Psychology of change and gossip

Psychology of change and gossip

What happened to EVE Community in the past week can be quickly summed up with one word: Psychology. It was holidays in Poland last week, so fortunately/unfortunately I was away and only read some ragequit posts on twitter and forums. This break is what let me look at this whole thing from a cool perspective.

To understand what happened

We need to know a few things about how humans react to change:

Step 1. Disbelief/passive denial
Step 2. Opposition/active denial
Step 3. Testing
Step 4. Accepting change

We should also know, that in environment with not enough information, people are going to fill in the gaps themselves by making up gossip information, which contains lots of not-necessarily-true conclusions. This information will further support and reinforce their behavior. Eventually it will be repeated and distributed as certain/confirmed information. It is said, that gossip repeated enough times becomes truth.

How it all started

The negative response started, when CCP released a dev-blog about licensing third party applications, which caused lots of negative replies from players (including mine here). Another issue was raised about introducing paid non-vanity items, which according to a very good dev-blog by CCP Zulu was just a gossip.

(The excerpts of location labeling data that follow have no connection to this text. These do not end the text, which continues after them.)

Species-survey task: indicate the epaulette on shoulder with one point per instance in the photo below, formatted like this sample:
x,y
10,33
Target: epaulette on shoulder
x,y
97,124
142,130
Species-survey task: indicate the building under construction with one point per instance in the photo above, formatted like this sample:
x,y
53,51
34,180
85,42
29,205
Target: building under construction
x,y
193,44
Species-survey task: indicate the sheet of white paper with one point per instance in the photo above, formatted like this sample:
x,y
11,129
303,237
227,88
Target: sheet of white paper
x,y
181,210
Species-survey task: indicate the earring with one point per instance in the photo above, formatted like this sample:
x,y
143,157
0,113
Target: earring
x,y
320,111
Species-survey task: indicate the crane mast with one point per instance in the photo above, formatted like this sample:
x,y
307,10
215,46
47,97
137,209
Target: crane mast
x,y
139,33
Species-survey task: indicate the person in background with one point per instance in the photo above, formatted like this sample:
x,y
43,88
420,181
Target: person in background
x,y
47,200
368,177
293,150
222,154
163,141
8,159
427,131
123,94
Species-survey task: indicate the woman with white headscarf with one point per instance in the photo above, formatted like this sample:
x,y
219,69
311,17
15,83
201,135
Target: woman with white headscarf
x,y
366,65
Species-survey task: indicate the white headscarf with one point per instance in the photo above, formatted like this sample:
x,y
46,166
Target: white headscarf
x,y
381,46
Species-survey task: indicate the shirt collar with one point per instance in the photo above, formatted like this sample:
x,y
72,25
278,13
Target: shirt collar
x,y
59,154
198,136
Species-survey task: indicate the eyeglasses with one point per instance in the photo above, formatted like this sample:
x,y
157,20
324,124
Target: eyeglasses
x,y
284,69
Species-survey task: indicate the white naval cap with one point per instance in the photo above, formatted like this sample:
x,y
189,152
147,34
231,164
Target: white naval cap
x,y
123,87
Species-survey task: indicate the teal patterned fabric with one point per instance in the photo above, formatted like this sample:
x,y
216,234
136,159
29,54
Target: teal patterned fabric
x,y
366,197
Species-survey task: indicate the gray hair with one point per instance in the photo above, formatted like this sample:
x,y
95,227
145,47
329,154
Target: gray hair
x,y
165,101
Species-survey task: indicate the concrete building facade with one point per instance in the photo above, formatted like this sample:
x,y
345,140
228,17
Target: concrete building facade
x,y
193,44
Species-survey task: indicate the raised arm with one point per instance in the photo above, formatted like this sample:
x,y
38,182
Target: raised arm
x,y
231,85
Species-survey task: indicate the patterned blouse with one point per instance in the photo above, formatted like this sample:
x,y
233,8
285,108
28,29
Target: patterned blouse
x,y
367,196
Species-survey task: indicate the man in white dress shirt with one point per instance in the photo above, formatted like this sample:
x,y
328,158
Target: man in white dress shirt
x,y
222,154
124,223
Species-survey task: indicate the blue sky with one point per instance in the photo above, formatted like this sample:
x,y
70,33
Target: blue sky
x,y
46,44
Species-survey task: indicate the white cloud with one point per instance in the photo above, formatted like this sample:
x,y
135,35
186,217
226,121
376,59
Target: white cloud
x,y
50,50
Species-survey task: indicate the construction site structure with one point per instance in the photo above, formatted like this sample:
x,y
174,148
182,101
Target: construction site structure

A gossip created from limited information, which allegedly leaked from CCP. I do agree with the EVE community, that introducing Pay2win will kill EVE Online as we know it. Microtransactions is a modern model for charging players and many companies successfully do it, but most of them only sell vanity items, that have no impact on the gameplay. World of Warcraft offers some paid non-combat pets and mounts (mounts scale with the character, so they give no advantage over the other mounts). Delay and lack of official comment from developers created a crisis stiuation, where almost entire EVE community jumped straight into Step 2: Active denial.

Active denial is a normal human response, which is very easy to provoke, even easier to reinforce and requires much caution when dealing with. In this case, the uproar in playerbase was further reinforced by a dev-blog, which says nothing at all, and then an e-mail supposedly sent by the CEO of CCP, Hilmar Veigar. In return, players created #evenge channel on twitter and Julianus Soter formed a first ever player union to oppose said changes. Fortunately, CCP has finally reacted to the issue, calling an extraordinary CSM meeting, and releasing a statement, that there were none, and there is no plans of introducing paid non-vanity items to EVE.

Results

Some people believed that last blog by CCP Zulu, and calmed down (@eclipticrift). Some people still actively resist (@HelicityBoson) and they have the right to do so.  Some people have unsubscribed, so this uproar will surely have some financial impact. Some experienced players have unsubscribed from the game, so it is possible that there might be also some impact on EVE economy itself (mainly on T2/T3 production). But one thing I’ve learned in EVE is that people can adapt rapidly. The remaining players will adapt and fill in the gaps left by those who unsubscribed. It will never be the same though, and a mark is going to stay. On twitter, on player blogs, and in our minds (like the infamous  ‘t20 incident’).

HOW TO: prevent shit from hitting the fan

Dear CCP: Please communicate. Cut speculation. Is DUST 514 PS3 only because Sony is buying CCP? No – XBOX 360 is a closed platform, much like the Apple App Store. Why there is no dev-blog about this? Why are players left to speculate? If You value the trust that Your community gives You, You have to act in a way that lets them trust You. What caused this current crisis was lack of official information and delay in response. Dear CCP, your community loves Your product. Care for both, and You will have a growing playerbase, like You had for the past 8 years.

PS. Good job to CCP Zulu for his dev blog – this situation was not just another ordinary brushfire.

PS 2. Who to blame for the last week trust crisis? I say human nature.